I suspect Yia Yia's Roadster Grill, on Bissonnet near Bellaire, has a big following because it continues to excced the expectations engendered by such a lousy location.
For the same reason, I was once a long-time fan of The Last Concert Cafe. The funky, run-down location in the warehouse district surely looked like it was once a bordello. It didn't matter that the Mexican food was average, at best. You feel proud of yourself for finding even average food in such a dingy-looking joint.
Greek food that beats expectations
Yia Yia's Roadster Grill serves a variety of burgers, hot dogs, and Philly Cheese Steak. They also have a handful of Greek dishes -- gyros, souvlaki, Greek salads, and moussaka.
Let's be honest about our city. Houston's Greek food is not very good. There are some decent Greek restaurants with higher quality and more variety, such as Alexander the Great Greek and the overly-commercial-feeling Yia Yia Mary's. But the greek dishes I tried at Yia Yia Roadster are better than similar dishes at other Greek places, like Niko Niko's. And the burgers aren't bad either.
The moussaka is less greasy than some other places (Niko Niko's). The casserole's different layers -- eggplant, bread crumbs, ground meat, bechamel -- are remarkably distinct. The bechamel top is crisped in the oven. In short, it is a very nicely constructed moussaka.
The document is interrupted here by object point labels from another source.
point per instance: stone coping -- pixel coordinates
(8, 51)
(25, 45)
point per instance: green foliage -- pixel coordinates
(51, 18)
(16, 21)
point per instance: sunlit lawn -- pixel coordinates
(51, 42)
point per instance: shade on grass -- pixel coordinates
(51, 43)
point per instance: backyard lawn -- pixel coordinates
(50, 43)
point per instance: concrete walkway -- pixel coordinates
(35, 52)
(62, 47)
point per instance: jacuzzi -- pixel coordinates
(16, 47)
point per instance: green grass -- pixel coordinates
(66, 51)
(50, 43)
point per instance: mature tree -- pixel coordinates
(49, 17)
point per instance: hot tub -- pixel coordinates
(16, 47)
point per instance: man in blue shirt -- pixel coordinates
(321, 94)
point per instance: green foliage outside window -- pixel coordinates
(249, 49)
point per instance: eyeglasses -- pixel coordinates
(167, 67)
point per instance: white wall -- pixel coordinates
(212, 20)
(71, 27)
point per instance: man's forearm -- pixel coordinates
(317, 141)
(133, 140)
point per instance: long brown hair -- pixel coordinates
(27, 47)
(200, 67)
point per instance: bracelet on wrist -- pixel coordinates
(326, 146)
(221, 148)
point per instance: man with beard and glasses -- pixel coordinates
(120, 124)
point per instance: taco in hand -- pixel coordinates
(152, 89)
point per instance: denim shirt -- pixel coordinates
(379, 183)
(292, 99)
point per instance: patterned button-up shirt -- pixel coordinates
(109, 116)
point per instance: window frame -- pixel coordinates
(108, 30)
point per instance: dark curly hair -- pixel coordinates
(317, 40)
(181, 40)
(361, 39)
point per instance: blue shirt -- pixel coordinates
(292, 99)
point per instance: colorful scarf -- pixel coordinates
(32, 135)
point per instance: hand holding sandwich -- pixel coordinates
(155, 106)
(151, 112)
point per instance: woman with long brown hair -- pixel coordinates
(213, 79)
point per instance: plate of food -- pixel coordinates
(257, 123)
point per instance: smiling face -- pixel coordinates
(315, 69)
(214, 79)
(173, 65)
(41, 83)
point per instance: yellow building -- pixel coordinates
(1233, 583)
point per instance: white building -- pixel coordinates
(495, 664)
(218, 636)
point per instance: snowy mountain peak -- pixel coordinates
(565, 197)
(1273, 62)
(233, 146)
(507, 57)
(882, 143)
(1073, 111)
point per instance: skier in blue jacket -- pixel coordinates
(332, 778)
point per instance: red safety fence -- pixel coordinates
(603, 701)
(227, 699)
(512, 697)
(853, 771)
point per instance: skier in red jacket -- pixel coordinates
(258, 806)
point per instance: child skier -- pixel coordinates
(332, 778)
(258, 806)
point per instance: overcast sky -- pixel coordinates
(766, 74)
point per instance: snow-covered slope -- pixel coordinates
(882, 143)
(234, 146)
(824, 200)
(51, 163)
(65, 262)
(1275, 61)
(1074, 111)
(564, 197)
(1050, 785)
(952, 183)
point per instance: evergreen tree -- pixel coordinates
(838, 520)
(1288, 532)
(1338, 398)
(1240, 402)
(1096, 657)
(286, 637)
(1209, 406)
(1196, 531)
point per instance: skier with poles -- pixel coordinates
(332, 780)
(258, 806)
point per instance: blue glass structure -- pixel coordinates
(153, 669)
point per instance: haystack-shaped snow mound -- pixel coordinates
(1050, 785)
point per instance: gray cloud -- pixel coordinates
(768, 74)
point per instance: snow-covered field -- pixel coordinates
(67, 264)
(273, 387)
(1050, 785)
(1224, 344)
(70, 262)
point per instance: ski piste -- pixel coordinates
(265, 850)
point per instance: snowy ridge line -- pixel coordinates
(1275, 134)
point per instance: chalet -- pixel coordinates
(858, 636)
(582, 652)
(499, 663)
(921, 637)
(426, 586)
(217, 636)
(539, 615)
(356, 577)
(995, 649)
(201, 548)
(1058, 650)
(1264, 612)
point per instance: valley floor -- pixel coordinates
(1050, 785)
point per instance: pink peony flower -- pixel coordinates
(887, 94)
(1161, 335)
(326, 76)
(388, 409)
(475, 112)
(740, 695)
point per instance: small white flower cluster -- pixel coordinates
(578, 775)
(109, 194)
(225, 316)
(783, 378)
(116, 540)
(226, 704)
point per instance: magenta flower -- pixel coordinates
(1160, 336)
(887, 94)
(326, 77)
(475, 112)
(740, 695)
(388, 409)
Yet the construction of this dish doesn't quite make up for the fact that the flavor of moussaka is almost always a bit dull.
Recently an acquaintance from Europe explained a theory about immigrant food. When immigrants bring the food of their homeland with them, the food remains frozen at the time of the immigration. Yet in the home country, the local cuisine continues to progress. That may explain why American Italian food is almost all pasta and tomato sauce -- dishes that were popular at the time of mass immigrations from Italy, but have little to do with the best food currently served in Italy.
Although Moussaka looks and sounds exotic, its taste and texture seem a lot like a late 1950's American casserole. These days, Americans don't eat many 50's style casseroles. Which makes me wonder whether modern Greeks eat much moussaka. I keep forgetting that moussaka is not my favorite dish. Still, Yia Yia Roadster's version may be my favorite in town.
Surprising attention to ingredients
I liked the other dishes I tried. Anonymous Child's burger had a nice grill flavor. And her fries were crunchy.
A Greek salad highlighted the good ingredients used in this cheap restaurant. The lettuce was green, cucumbers were fresh and crisp, and feta was deliciously salty. Only the slightly mealy tomatoes were a disappointment -- but then again 95 % of tomatoes are. Compared to the last Greek salad I ate at Niko Niko's, the ingredients here were far superior.
It probably is not worth driving across town to try the Greek food in this popular, run-down Taco Bell building. But if you are near Bellaire, it is a good spot for some decent, cheap Greek food that exceeds expectations.